Background: Patient record form one of the most important part of clinical care as the primary source for patient information for primary team, consultants, nurses and other paramedic staff and help in providing a higher quality of care, as well as monitoring patient safety. Incomplete patient records are a source of gaps in patient care and vice versa. The importance of clinical documentation in medico-legal cases cannot be more emphasized. The current American College of Graduate Medical Education has ruled that a first-year internal medicine resident must not be responsible for ongoing care of more than 10 patients at a time. This is a randomly assigned number and the implications have not been studied. Here we assess the quality of patient health documentation by first-year residents of a community teaching hospitals and evaluate how patient numbers and workload affect documentation quality.

Methods: Interns in the hospital go on-call for admissions every fourth day. 80 progress notes, four each from 20 interns on different call status were assessed.

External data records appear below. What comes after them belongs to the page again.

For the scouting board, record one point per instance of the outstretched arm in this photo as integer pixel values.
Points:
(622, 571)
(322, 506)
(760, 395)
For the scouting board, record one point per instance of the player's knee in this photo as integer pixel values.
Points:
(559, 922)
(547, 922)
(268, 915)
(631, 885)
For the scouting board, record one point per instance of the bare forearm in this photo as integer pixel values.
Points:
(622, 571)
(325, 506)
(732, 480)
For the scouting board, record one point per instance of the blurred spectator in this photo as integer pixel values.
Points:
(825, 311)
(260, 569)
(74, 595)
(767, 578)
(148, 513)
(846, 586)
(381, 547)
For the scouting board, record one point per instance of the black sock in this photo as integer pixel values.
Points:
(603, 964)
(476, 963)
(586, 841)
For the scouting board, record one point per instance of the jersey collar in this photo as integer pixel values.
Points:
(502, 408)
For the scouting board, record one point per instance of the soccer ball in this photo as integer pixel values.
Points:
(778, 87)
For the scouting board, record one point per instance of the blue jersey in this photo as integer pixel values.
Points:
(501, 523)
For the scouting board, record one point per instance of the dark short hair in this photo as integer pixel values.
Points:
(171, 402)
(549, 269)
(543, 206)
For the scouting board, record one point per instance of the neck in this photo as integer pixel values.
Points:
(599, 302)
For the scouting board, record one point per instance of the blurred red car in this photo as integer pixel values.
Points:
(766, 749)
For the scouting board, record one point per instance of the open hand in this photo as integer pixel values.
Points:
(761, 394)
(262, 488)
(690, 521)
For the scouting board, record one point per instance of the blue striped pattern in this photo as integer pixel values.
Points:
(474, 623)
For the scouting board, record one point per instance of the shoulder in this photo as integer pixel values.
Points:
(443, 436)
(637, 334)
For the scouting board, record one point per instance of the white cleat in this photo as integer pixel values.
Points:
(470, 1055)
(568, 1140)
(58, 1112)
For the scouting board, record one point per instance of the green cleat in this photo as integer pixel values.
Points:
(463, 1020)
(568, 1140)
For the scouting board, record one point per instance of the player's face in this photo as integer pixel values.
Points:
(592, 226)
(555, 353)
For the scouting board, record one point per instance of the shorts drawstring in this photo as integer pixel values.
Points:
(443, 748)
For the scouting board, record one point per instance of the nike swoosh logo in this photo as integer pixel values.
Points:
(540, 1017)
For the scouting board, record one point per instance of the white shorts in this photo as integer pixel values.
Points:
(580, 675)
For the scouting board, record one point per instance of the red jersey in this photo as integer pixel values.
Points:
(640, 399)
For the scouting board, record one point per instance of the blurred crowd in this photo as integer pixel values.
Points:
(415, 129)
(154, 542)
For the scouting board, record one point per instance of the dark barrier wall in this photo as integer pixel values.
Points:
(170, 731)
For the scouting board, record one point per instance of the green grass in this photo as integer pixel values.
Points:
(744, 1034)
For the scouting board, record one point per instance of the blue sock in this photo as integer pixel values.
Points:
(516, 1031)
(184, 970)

On an average, first-year residents or interns during the study period took care of 9±1 patients on a ‘post-call’ day, 7±1 patients on a ‘mid-call’ day, 5±1 on a ‘pre-call’ day and 4±1 on a ‘call’ day.  Responsible Electronic Documentation Checklist is a validated checklist scoring system to assess the quality of progress notes. We calculated the average scores of progress notes based on the checklist and compared it to their call status to evaluate how the patient load affected documentation quality. 

Results: The study found that notes were generally deficient in updated physical examination and summary statements while on days with maximum patient load there were minimal updates on assessment and plan, lacked a diagnostic plan for patient problems and physician interpretation of imaging studies. The average note scores dropped from 72.14% on a pre-call day to 57.06% on a post-call day. We found statistical significant difference in documentation quality between post-call day and any other call status and was most pronounced between the above two (p-value 0.00042; t=-3.626). We also found that a resident on average access patient charts 221.9 times a day during a floor-rotation which gives an impact of the electronic workload.

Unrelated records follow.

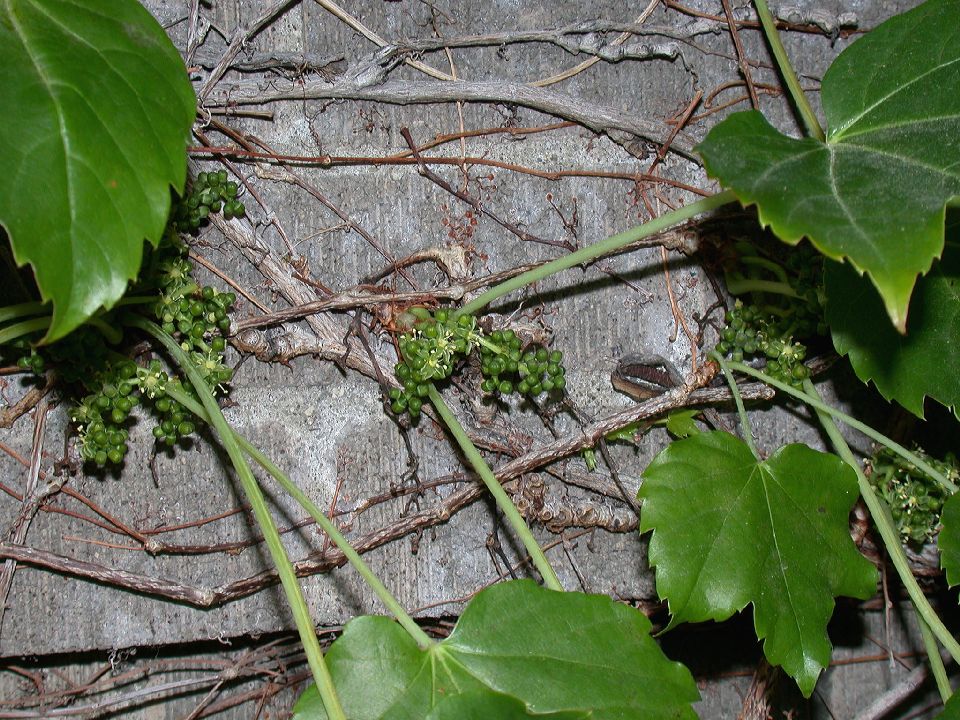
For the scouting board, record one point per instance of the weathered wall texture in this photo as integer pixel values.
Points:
(324, 423)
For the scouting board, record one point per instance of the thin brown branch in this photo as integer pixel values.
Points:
(597, 117)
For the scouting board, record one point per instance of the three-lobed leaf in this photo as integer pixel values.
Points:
(555, 655)
(99, 111)
(875, 191)
(729, 530)
(906, 368)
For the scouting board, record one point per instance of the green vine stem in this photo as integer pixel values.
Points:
(741, 411)
(24, 327)
(818, 404)
(936, 662)
(503, 500)
(353, 557)
(789, 74)
(288, 578)
(888, 532)
(610, 244)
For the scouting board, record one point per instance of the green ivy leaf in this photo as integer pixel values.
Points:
(729, 530)
(569, 654)
(103, 108)
(680, 423)
(875, 192)
(948, 541)
(924, 363)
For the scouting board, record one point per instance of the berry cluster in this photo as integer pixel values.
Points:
(109, 388)
(428, 353)
(507, 368)
(915, 500)
(438, 341)
(211, 193)
(749, 332)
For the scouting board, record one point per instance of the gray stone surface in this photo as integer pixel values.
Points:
(325, 426)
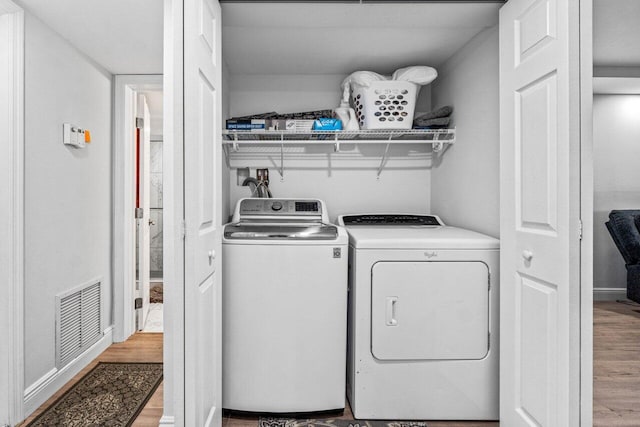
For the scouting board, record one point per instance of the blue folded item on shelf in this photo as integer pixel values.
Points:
(325, 123)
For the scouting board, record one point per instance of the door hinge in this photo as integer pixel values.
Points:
(579, 229)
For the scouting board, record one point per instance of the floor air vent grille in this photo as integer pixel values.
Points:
(78, 321)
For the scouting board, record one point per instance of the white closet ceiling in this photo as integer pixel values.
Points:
(616, 33)
(123, 36)
(313, 38)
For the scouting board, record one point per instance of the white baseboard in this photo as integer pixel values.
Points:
(167, 420)
(45, 387)
(609, 294)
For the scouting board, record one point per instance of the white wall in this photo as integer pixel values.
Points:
(347, 183)
(616, 154)
(67, 190)
(465, 186)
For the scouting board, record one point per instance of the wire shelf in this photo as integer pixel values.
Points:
(366, 136)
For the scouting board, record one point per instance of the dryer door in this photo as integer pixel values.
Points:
(429, 310)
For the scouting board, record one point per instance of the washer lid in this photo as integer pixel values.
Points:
(418, 237)
(282, 231)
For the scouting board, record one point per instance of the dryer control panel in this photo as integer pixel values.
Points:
(390, 219)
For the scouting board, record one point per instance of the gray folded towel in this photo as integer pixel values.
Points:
(440, 112)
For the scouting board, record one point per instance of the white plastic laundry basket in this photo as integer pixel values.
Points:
(386, 104)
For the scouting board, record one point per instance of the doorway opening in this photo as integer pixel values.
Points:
(138, 257)
(149, 230)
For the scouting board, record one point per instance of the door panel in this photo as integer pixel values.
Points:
(429, 310)
(202, 133)
(540, 141)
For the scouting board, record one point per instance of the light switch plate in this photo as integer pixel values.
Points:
(73, 135)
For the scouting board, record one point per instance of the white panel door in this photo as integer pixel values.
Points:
(202, 145)
(540, 283)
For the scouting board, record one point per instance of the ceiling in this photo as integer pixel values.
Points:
(123, 36)
(616, 33)
(314, 38)
(616, 86)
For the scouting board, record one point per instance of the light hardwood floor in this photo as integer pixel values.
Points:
(616, 364)
(616, 373)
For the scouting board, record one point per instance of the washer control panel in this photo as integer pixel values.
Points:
(277, 207)
(391, 219)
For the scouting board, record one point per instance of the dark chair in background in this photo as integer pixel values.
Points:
(624, 227)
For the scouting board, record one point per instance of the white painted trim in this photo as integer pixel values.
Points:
(609, 294)
(12, 218)
(124, 226)
(172, 193)
(167, 421)
(45, 387)
(586, 213)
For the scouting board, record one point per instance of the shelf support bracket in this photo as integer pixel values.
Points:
(282, 158)
(225, 148)
(384, 158)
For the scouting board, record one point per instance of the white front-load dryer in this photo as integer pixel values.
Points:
(423, 319)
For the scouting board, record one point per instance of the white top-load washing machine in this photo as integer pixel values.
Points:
(284, 308)
(423, 319)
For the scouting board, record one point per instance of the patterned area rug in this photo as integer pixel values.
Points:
(293, 422)
(111, 394)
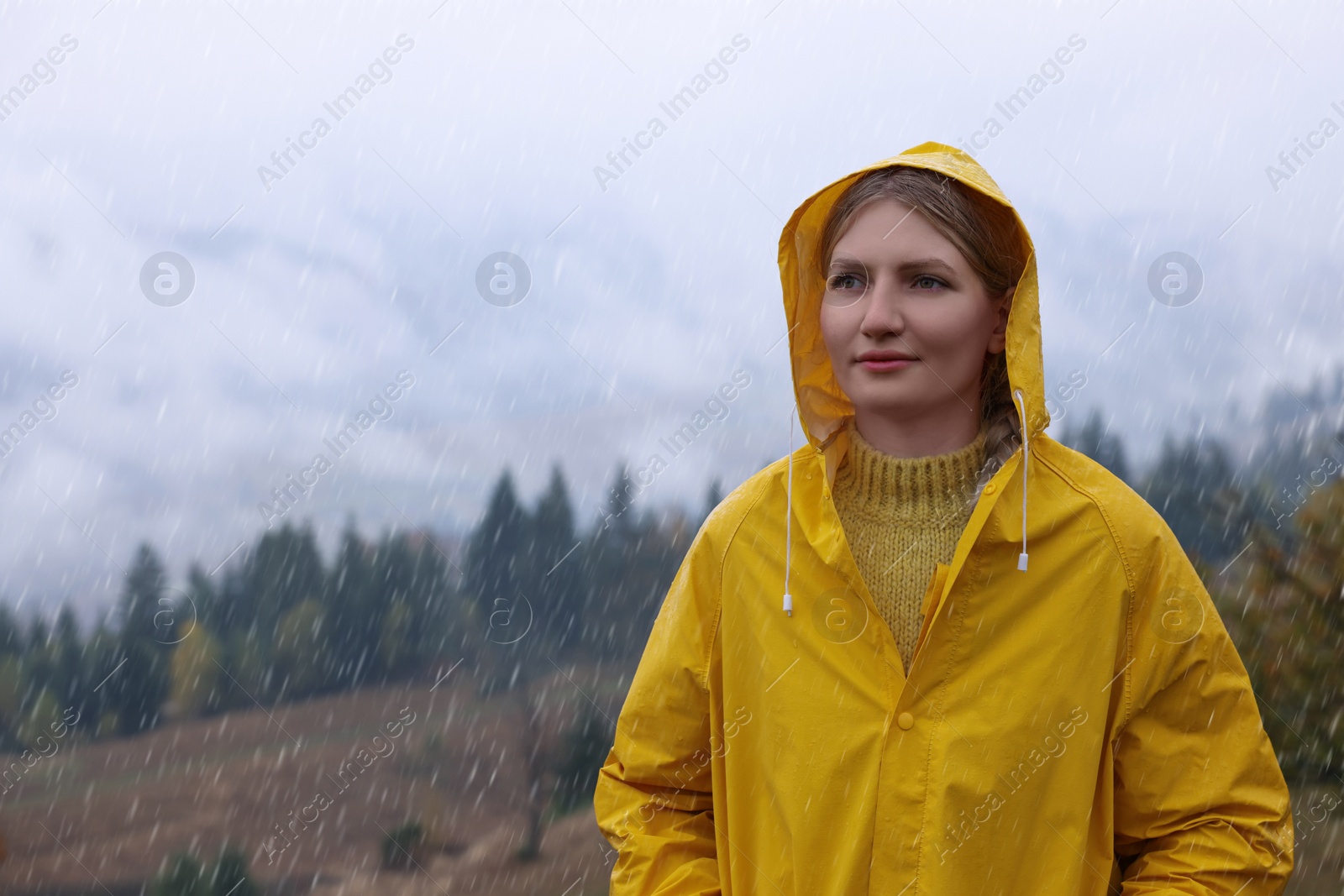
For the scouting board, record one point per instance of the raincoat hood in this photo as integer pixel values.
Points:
(1082, 727)
(823, 406)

Conclusions: Apart from the patient load of the residents, other factors like physical stress from the previous call-day might also be affecting the documentation quality. How the deficiency in documentation quality has affected patient safety and litigations have to be further studied. Whether this can be extrapolated to hospitalists and consultants will also, be of interest. With the advent of electronic health records, the electronic workload and the ‘screen-time’ for the physicians have increased and this might add to resident burn-out.